Confident and unapologetic in our faith

  • Sep. 4, 2011 12:00 p.m.

A few years ago, my oldest daughter brought home a little tabby kitten.

I don’t know what happened or when it happened, but somewhere in those first six months with our new resident animal, Dilly, he turned into a wimp, a woose, a weasel, a wiener. He grew and gained weight as expected, but he became a recluse, a hider, a scrammer, a don’t-touch-me-you-human fraidy cat.

If you were able to secure him onto your lap, you had to the count of three to release him or face the claw-piercing, pain-searing, blood-drawing consequences.

And yet he was most content spending hours on the recliner purring on my mother-in-law’s lap, or cowering under the couch or bed.

Many times we went on a cat hunt thinking that he had gotten outside and had run away, only to discover him later as he meandered out of some hiding place in the house.

One day we introduced him to the outdoors. We opened up the front door and encouraged him to come outside. No way. He came up to the door, sniffed about, looked around and stood his ground. This reluctant feline wasn’t venturing out of his safe-house. So we gave it up for a lost cause and another day.

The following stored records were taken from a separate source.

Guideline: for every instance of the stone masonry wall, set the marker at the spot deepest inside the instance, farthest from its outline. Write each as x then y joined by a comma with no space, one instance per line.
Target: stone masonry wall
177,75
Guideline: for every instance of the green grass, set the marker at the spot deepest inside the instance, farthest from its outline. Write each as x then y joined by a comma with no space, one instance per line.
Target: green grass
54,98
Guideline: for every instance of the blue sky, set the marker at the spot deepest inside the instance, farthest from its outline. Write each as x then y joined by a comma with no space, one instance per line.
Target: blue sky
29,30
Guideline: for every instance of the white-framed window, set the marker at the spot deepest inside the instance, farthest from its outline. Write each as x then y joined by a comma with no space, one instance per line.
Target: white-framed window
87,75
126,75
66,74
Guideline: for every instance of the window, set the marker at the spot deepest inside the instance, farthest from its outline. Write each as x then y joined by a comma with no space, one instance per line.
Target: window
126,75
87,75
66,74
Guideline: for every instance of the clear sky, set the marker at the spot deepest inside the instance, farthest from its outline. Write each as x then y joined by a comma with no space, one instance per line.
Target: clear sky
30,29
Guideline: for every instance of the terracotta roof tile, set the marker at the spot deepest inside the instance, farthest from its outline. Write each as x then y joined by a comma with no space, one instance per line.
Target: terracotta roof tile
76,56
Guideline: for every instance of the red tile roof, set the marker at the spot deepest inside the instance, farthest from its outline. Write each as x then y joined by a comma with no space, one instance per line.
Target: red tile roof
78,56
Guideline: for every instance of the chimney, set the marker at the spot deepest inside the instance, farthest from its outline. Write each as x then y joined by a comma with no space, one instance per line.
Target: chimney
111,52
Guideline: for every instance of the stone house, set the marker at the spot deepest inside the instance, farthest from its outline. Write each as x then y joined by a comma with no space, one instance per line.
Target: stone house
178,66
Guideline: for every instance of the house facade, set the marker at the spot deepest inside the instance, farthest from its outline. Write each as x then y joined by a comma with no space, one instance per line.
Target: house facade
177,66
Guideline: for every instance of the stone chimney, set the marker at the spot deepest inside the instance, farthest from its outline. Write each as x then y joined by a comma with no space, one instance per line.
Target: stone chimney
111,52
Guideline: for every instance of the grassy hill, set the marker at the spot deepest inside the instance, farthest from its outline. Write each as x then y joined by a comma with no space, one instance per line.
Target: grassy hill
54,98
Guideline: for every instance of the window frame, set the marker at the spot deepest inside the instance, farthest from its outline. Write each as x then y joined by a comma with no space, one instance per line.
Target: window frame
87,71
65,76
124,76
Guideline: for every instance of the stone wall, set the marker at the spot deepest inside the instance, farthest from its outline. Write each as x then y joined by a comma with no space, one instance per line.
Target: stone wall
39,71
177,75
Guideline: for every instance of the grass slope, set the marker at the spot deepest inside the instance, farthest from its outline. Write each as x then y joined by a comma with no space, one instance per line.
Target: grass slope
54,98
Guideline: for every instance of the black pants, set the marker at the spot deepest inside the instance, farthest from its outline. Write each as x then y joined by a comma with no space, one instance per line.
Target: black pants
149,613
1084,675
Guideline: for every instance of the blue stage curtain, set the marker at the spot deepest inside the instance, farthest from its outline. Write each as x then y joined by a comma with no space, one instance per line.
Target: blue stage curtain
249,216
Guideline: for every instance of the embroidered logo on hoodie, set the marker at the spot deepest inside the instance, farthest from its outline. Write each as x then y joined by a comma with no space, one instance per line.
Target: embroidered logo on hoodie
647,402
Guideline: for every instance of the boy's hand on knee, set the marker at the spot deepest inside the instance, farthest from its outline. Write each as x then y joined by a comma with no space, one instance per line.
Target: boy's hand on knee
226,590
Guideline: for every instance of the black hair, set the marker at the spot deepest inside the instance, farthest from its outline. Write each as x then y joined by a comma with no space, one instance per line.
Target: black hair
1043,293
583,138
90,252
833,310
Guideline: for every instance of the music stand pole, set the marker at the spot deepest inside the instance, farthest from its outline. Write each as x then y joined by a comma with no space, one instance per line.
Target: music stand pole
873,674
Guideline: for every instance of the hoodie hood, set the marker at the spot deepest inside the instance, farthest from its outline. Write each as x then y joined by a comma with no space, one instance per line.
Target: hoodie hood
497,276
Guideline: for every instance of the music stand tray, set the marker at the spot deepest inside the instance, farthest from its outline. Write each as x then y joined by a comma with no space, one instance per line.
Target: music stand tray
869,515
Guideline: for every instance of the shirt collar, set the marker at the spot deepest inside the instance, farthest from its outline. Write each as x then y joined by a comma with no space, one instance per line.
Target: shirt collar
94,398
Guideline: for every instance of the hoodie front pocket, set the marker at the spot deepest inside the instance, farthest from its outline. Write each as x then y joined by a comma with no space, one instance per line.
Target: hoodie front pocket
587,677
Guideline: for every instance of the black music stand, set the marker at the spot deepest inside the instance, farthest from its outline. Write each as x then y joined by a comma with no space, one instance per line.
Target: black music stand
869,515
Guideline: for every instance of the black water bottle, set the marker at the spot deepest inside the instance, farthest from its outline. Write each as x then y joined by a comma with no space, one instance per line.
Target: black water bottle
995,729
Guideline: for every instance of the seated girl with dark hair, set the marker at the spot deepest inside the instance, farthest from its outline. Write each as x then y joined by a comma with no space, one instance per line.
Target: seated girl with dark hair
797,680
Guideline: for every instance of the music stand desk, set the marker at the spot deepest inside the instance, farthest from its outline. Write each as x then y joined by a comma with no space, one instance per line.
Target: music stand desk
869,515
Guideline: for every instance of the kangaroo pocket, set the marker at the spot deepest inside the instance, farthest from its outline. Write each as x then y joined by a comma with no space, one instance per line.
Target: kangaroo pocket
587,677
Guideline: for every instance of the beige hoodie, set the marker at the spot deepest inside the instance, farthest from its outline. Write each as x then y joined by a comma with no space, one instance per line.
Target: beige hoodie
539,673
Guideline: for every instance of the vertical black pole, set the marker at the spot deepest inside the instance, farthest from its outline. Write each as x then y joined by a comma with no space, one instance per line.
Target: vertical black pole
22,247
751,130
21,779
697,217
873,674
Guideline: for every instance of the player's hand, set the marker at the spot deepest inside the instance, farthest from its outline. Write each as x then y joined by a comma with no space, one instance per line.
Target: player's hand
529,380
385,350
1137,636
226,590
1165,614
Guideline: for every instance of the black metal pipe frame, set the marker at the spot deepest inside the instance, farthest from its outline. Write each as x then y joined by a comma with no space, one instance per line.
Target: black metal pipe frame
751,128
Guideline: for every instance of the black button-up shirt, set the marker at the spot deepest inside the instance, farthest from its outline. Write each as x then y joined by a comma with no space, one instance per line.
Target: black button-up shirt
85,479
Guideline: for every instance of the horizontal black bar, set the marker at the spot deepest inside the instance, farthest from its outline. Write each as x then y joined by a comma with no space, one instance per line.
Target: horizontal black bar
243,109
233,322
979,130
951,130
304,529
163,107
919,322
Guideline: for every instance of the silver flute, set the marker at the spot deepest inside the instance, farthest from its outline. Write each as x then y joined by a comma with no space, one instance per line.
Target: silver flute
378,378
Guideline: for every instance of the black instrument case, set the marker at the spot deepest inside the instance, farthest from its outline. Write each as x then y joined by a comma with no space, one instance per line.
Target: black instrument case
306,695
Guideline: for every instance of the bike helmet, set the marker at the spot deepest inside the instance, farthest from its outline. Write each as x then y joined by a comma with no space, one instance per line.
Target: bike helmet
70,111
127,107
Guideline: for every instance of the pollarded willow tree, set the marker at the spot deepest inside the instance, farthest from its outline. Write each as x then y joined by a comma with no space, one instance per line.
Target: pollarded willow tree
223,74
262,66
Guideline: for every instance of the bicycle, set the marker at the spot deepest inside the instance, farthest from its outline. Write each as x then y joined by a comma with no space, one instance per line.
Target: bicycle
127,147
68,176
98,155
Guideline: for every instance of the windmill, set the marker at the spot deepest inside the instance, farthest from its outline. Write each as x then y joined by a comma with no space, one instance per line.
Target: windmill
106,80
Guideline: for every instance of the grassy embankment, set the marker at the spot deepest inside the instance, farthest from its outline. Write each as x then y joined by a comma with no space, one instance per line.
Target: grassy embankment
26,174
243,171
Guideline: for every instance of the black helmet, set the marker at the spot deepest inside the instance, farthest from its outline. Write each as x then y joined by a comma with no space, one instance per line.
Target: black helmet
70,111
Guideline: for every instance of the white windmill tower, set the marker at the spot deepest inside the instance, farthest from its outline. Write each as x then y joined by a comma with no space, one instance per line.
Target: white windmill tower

After a few of these attempts at cat and mouse, Dilly finally and cautiously made his way a couple steps outside the front door, crouched low, nearly on his belly, wary, sniffing, nervous and quick-back into the entry way in case the bogeyman showed up.

One day another cat arrived in our yard. This was a fine-featured black female with white paws and a small white star on her forehead. She was a neighbourhood cat and we were never quite sure where her home was, but most of the time she hung out with us, and often cuddled up on one of our deck chairs. I kind of grew fond of her as she allowed me to pet her and occasionally give her some of Dilly’s treats.

The contrast between these two cats was intriguing. They appeared to be about the same age, but this black female neighbourhood cat (I just called her ‘Kitty’) was light years ahead of Dilly. She may have been smaller, but she was quicker, as I found out one afternoon when her lightning fast claws sunk into the back of my hand. She was confident and curious, gentle and yet dangerous. You didn’t want to move too quickly around her. And of course, she would leave the obligatory dead mouse and bird on our front doorstep from the green belt across the street.

One afternoon I was cleaning out the trunk of my wife’s old Nissan Sentra and out of the corner of my eye I could see Kitty walking across the street towards our yard with something in her mouth. When I turned to look I saw a black garter snake that she had deposited on the grass and as it slithered away, she reached out and batted it with her paw and continued this little game of cat and snake for several minutes.

It made me reflect on that big old fat male tabby cat hiding somewhere in our house. Somehow, maybe it was my fault, we were raising a dysfunctional pet, totally reliant on humans for provision and protection – entirely unprepared and afraid of life on the outside. And yet this smaller female was the complete opposite. Outside, she was in her element. She seldom went home and, in fact, didn’t really need to. She was self-sufficient and confident in her world.

These two cats represent two different types of Christians. We get to choose which kind we will be. It’s easy to fall into the trap of becoming a Dilly-type Christian.

Or we can be more like Kitty: charming, friendly, innocent, but unapologetic and confident in the faith of our Lord Jesus Christ.

 

Les Warriner is pastor at Living Way Foursquare Church in Maple Ridge.